Lupus de Frederick Peeters (Astiberri) es obra de género que sabe buscarle las vueltas a éste. El suizo encandiló al lector español en 2004 con su excepcional Píldoras azules (véase Revista de libros, número 99, marzo de 2005), un relato autobiográfico conmovedor. Lupus no desmerece en nada. Esta primera entrega de cuatro previstas da inicio a una historia de ciencia ficción en la que dos amigos que vagabundean por el espacio se enredan en una trama de triángulo amoroso, asesinos a sueldo y otros tópicos de varia procedencia para desplegar incidencias en que lo determinante es el sentimiento genuino –el hastío, la irritación, el enamoramiento o el desasosiego– y no la convención. Peeters, con su dibujo desenvuelto y expresivo, con su narrar premeditado y sabio, ofrece de nuevo una historieta densa y apasionante.

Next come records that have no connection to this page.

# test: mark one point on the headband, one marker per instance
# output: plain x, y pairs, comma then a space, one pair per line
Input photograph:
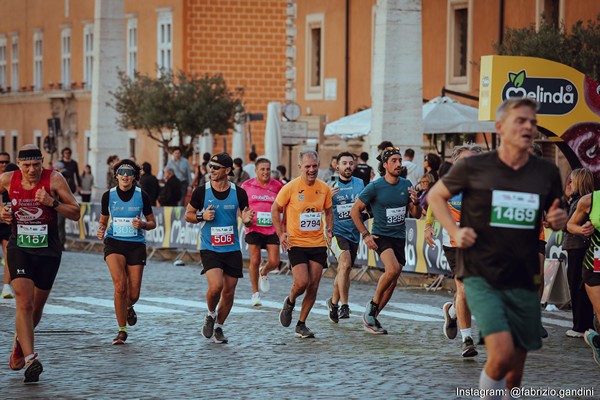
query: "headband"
30, 155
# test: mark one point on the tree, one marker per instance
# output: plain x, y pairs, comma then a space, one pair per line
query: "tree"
579, 49
173, 104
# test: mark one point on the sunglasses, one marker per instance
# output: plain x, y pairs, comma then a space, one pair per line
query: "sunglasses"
126, 172
215, 167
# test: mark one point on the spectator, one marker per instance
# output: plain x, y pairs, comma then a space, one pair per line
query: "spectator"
72, 177
170, 195
183, 172
149, 183
239, 174
86, 184
249, 168
363, 170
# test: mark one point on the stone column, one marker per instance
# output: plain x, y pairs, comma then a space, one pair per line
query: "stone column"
397, 77
109, 55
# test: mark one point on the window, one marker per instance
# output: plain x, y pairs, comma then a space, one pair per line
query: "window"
458, 43
315, 24
131, 46
3, 69
165, 41
14, 64
66, 58
88, 55
38, 60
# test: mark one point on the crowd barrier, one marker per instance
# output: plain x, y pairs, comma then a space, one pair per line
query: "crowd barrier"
173, 232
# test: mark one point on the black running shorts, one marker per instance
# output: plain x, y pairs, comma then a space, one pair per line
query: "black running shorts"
41, 270
230, 262
134, 252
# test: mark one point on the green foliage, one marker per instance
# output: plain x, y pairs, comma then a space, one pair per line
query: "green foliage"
172, 103
579, 49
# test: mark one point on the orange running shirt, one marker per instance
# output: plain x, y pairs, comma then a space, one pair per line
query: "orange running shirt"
304, 205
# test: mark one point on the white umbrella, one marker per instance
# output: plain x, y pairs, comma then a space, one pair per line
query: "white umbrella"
273, 133
440, 115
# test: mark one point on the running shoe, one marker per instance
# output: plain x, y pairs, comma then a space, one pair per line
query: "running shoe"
370, 321
303, 332
333, 311
209, 327
344, 311
468, 348
7, 292
121, 338
219, 337
589, 339
450, 326
33, 369
263, 281
17, 358
131, 316
255, 301
285, 315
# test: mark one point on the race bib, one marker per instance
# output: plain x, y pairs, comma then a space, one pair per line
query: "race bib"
263, 219
221, 235
395, 216
123, 227
343, 211
310, 221
32, 236
597, 259
515, 210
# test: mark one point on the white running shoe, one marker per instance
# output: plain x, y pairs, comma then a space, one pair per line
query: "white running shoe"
7, 292
255, 301
263, 281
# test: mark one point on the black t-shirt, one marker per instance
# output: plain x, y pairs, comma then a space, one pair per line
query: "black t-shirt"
497, 203
198, 195
363, 171
126, 196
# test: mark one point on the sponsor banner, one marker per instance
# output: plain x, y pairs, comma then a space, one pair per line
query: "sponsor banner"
173, 232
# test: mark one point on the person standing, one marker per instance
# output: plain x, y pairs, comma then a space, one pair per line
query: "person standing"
391, 199
183, 172
344, 244
216, 206
504, 193
304, 199
262, 192
34, 249
125, 242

El cómic alternativo americano es pródigo en buenas sorpresas –allá acuñaron la denominación «novela gráfica»–, quizá porque los autores que se quieren tales tienen enfrente a una industria alzada sobre la producción en serie de los tópicos genéricos más anodinos. Beto Hernández es, desde los ochenta, uno de los alternativos paradigmáticos. En la revista que comparte con su hermano Jaime, Love & Rockets, comenzó por entonces a desplegar con paciencia un mundo personal cuyo perfil aún continúa trazando cuando le llega la hora de las recopilaciones. Palomar (La Cúpula) da ocasión a muchos de leer sus historias, situadas en el pueblo de ese nombre. Protagonismo coral, personajes singulares, ligados por parentesco y vecindad –en especial los femeninos, como la inolvidable y promiscua Luba–, e historias imaginativas, que se entrelazan en la realidad caótica y fascinante de este pueblecito latinoamericano.

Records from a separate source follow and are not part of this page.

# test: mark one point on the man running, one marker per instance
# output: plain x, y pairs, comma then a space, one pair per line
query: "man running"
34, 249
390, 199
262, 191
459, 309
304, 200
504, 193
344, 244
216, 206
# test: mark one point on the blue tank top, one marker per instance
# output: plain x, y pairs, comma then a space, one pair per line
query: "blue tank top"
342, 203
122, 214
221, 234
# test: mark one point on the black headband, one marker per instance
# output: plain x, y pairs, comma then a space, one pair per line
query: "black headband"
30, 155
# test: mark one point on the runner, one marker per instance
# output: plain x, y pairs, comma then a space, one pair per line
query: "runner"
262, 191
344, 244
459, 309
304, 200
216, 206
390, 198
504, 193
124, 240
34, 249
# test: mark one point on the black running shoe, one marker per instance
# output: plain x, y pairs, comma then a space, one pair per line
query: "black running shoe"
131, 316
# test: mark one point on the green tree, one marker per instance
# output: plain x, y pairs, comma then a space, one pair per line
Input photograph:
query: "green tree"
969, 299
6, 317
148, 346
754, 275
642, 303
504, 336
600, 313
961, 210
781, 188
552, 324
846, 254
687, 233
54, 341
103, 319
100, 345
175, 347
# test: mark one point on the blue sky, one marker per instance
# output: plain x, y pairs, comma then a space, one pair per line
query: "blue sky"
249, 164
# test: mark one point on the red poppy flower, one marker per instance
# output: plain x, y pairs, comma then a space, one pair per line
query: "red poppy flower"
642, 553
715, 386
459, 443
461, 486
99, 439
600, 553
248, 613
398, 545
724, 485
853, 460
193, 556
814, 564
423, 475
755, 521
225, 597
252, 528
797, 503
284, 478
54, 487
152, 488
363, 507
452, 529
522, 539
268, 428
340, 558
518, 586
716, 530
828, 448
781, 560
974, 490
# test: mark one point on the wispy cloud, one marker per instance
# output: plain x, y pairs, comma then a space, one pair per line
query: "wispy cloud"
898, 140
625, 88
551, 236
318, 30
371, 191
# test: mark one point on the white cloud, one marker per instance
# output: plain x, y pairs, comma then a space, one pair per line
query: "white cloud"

Frente a la fantasía, el acontecimiento histórico: otro relato coral que articula el espacio de una población es Berlín: Ciudad de piedras (Astiberri), una novela histórica en la que Jason Lutes reflexiona acerca de las turbulencias que preludian el ascenso del nazismo en la capital alemana de 1928 y 1929. Bien ambientada, con un dibujo laborioso y claro y una historia bien construida, que prefiere la reflexión a la obvia condena moral, es uno de los títulos que, en vez de rumiar o discutir las limitaciones del medio, explora sus capacidades narrativas y analíticas con osadía y acierto.
 

Madre, vuelve a casa (Astiberri) de Paul Hornschemeier, en fin, es en cambio un relato intimista, que explora los mecanismos del recuerdo y la topografía mínima del dolor a través de un chaval de siete años que queda huérfano. Hornschemeier dibuja con trazo escueto un relato medido y conmovedor, que anuncia seguramente, desde este su primer título extenso, un autor consistente y al que merecerá la pena leer.
No es mal balance que, en un año para nada sobresaliente, pueda uno espigar, en un recorrido trazado como éste, al solo arbitrio de sus apetencias de lector, una docena larga de títulos interesantes. La historieta, desde hace décadas enferma de marginalidad y raquitismo editorial, parece, sin embargo, terreno fértil para las obras de excepción, que la reaniman y embellecen de nuevas expectativas. Si la realidad del mercado español lo permite, no parece que vayan a faltarnos lecturas estimulantes en los próximos años.